Purpose built student accommodation (PBSA) in the UK is a fragmented market. There’s no IPD benchmark and only one listed company, Unite Group, with a demonstrable yield track record.
The majority of investors are private and consequently transparency
is limited. With a portfolio now extending to 46,000 beds across the UK, we
have historically used Unite’s portfolio as a proxy for the wider PBSA
market.
Over the longer term, Unite’s portfolio yield has shown greater
stability than other property sectors, weakening by a relatively muted 110bp
through the GFC (5.7% to 6.8%) vs IPD all property which weakened 330bp (4.6%
to 7.9%) and latterly, in the post-QE recovery, compressing 120bp to 5.5% (vs
IPD all property -290bp to 5.0%). What this misses though is the 54 months (Dec
2009 to Jun 2014) when PBSA yields drifted along at 6.5%, which was broken only
when the investment market awoke to the structural opportunity on offer. Having
bubbled along at £2bn pa between 2011-2014, transaction volumes in 2015 nearly
tripled to £5.5bn (c.25% of the market) as a number of portfolios were brought
to the market and PBSA’s defensive growth characteristics and rental growth
potential became more widely understood.
It is estimated that 85% of the sector is now owned by longer term
investors. For operational landlords, scale is important and several investors
have openly stated their intention of wanting to acquire further beds to drive
economies of scale. Only two portfolios are currently on the market for a combined
£700m and other opportunities to acquire scale, quickly, are few and far
between.

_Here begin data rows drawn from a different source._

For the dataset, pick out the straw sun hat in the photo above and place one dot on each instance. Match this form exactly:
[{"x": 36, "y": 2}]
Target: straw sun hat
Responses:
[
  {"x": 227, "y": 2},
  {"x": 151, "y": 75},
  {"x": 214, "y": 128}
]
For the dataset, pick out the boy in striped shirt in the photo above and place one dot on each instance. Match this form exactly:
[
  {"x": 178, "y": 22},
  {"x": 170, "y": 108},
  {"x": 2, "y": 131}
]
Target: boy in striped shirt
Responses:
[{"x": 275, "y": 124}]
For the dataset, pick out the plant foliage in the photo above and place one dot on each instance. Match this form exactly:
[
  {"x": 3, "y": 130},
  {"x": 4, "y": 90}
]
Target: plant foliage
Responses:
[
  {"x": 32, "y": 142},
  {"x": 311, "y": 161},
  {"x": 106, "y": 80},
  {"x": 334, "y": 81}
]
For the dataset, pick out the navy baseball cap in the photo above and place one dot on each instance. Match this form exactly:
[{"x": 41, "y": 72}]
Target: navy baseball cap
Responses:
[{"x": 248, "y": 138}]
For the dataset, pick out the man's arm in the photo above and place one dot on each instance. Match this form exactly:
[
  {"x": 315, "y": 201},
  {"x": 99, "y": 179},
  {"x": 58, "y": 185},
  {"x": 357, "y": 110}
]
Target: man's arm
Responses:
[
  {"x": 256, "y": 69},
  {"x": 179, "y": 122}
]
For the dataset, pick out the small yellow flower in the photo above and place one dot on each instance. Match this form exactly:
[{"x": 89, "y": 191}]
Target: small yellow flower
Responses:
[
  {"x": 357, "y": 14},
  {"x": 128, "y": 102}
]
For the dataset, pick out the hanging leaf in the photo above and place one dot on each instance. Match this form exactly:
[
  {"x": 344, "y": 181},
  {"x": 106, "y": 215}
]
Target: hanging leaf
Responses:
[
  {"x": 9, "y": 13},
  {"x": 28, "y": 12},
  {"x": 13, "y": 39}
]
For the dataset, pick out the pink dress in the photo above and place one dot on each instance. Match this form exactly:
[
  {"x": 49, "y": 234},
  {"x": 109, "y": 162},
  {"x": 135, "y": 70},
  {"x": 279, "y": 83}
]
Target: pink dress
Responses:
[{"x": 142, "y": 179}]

The three largest operators (Unite, Vero Group and Liberty Living)
have a combined market share approaching 40%, excluding university-owned PBSA.
Given the long lead-in times on developments, and we note Unite is the only
operator with internal development skills, we would not be surprised to see
further consolidation across the sector in the race to bulk up. However, having
acquired scale, the next challenge for the (relatively) new entrants will be to
build out an operational platform.
The UK development pipeline stands at around 30,000 beds pa for
the next few years. When set against the existing number of corporate PBSA beds
(0.2m), this may look high, but student numbers are rising at a faster pace. In
2015/16, the net increase in the student population was around 0.1m and looking
forward, while the rate of growth is likely to slow, it should still annualise
at around 50-60,000 through the three year cycle. In this context, it is
difficult to see the >3x demand/supply imbalance being eroded in anything
like the medium term.
As ever with property though, it’s all about location, location,
location. As university enrolments become more differentiated and students become
ever more discerning and demanding, growth cannot be taken for granted, and
rental growth of 3.5-4.0% pa will only be achievable if you have properly
configured assets in the right sub-markets.